MAI-Voice is perhaps Microsoft’s oldest model. It debuted in August 2025 in Copilot Daily, Podcasts, and Copilot Labs, capable of generating a full minute of audio in under a second on a single GPU, before reaching commercial availability on Foundry in April. “It has beautiful prosody, natural-sounding delivery, fine-grain emotional control, and it’s available in 15 languages, with many more coming soon,” Suleyman said. Microsoft has also unveiled Voice to Flash, which supports ultra-latency-sensitive voice agents, something that’s “the big thing in 2026.”

Meet Microsoft’s Coding Model

Microsoft owns one of the most widely used developer platforms on the market, GitHub, along with GitHub Copilot, the most widely deployed AI coding assistant. Since Copilot launched in 2021, it has run primarily on OpenAI’s models, with Claude and other options added to its model picker over the past year.

Today, Microsoft is putting a first-party option into that stack with MAI-Code-1, a five-billion-parameter coding model tuned for GitHub and built to run quickly and cheaply. Microsoft says it’s now available in Copilot and VS Code, though it didn’t specify whether the Copilot reference here means GitHub Copilot, the developer assistant, or the so-called super Copilot app. Whichever it turns out to be, MAI-Code-1 gives Microsoft something it has lacked for the entire history of its AI coding work: a model it owns running inside the products that defined AI-assisted coding.

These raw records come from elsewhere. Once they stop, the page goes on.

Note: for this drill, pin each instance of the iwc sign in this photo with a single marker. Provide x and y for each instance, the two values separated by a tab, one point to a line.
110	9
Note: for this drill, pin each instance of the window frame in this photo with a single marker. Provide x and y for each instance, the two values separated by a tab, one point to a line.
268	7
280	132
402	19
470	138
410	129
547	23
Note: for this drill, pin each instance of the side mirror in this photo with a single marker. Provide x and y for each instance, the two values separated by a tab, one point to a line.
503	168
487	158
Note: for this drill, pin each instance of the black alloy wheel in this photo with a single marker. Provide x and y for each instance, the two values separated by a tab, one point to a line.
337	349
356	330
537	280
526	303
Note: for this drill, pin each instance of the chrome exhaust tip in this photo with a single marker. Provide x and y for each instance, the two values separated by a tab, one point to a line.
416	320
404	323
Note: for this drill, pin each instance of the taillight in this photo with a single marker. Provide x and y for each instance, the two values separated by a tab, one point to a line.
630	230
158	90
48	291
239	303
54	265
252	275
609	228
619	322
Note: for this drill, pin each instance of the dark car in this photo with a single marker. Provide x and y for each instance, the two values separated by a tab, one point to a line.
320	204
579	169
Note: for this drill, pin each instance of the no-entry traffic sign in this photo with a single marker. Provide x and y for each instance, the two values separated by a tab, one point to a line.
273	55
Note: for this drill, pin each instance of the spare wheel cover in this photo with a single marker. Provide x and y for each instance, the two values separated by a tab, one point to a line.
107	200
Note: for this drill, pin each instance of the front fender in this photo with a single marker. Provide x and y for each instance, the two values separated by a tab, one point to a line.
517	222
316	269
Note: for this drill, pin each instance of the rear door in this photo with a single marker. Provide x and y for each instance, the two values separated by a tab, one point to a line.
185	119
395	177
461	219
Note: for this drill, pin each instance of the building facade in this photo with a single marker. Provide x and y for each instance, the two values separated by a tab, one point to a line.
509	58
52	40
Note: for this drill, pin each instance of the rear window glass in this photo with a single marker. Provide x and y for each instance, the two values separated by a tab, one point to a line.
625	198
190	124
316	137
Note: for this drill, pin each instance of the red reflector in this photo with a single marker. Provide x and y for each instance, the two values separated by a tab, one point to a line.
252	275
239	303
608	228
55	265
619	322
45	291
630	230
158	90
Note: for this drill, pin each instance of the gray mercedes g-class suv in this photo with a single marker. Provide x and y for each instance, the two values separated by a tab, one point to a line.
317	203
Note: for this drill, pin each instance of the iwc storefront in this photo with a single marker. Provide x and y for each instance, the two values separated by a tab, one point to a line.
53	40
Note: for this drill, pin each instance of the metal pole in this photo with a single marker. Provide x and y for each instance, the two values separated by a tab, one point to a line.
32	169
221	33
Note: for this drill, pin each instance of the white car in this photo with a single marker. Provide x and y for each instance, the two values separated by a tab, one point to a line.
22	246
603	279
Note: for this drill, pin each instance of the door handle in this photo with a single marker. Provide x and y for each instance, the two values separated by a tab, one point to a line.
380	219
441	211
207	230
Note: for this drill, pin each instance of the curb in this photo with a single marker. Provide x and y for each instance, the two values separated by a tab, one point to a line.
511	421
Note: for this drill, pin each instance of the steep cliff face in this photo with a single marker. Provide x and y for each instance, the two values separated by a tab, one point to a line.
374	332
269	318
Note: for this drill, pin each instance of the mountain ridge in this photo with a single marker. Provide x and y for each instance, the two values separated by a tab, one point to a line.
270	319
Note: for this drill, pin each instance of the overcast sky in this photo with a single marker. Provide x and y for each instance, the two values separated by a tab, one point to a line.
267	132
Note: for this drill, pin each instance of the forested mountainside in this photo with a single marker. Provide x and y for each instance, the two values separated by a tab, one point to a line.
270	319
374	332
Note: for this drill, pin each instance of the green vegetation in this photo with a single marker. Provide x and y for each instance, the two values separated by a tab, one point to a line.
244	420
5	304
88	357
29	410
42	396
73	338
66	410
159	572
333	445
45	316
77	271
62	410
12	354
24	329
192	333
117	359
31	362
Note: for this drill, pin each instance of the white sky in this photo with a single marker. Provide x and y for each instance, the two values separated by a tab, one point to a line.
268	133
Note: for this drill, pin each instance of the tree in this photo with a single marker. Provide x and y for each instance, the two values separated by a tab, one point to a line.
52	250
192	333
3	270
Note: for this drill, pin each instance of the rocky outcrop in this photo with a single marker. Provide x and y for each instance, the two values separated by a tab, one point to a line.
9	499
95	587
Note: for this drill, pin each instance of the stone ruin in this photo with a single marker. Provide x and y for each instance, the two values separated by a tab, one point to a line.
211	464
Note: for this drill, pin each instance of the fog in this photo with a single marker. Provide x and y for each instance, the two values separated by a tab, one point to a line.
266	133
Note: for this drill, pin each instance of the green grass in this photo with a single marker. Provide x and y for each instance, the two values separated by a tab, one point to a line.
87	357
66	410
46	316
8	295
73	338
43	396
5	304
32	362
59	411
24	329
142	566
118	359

The timing of an ‘ultra-efficient’ coding model is hard to read as anything other than intentional. On the day before Build, GitHub moved Copilot to usage-based billing, replacing flat-rate subscriptions with AI credits consumed by token use. Developer reaction has been sharp; some users have shared projections of 10x to 50x increases on agentic workflows, and TechCrunch declared the end of Copilot’s ‘golden age.’ A model designed to consume fewer tokens per request is the most direct technical answer Microsoft can offer to a problem its own pricing change just made acute. Whether MAI-Code-1 actually delivers on that depends on numbers Microsoft hasn’t published. The positioning, though, is unambiguous.

It’s worth asking, given the visible reshaping of the Microsoft-OpenAI relationship, why today’s slate doesn’t include a head-on competitor to GPT-5, Claude or Gemini at the general-purpose flagship tier. The likely answer is enterprise demand. These organizations already have access to a flagship LLM, and dislodging an entrenched default inside the same buyer can be an expensive, low-margin fight. Instead, Microsoft’s strategy is about differentiation by category: a reasoning model, a coding model, refreshes across image, voice and transcription. Build the models for categories where the market hasn’t settled on a default. Then, over time, as organizations embrace Microsoft’s humanist AI philosophy, they may want to use its general-purpose LLM whenever that is released.

Disclosure: I attended Microsoft Build as a guest of the company, with my travel and expenses paid for. However, what I write reflects my own reporting and analysis. No one reviewed or approved this piece before publication.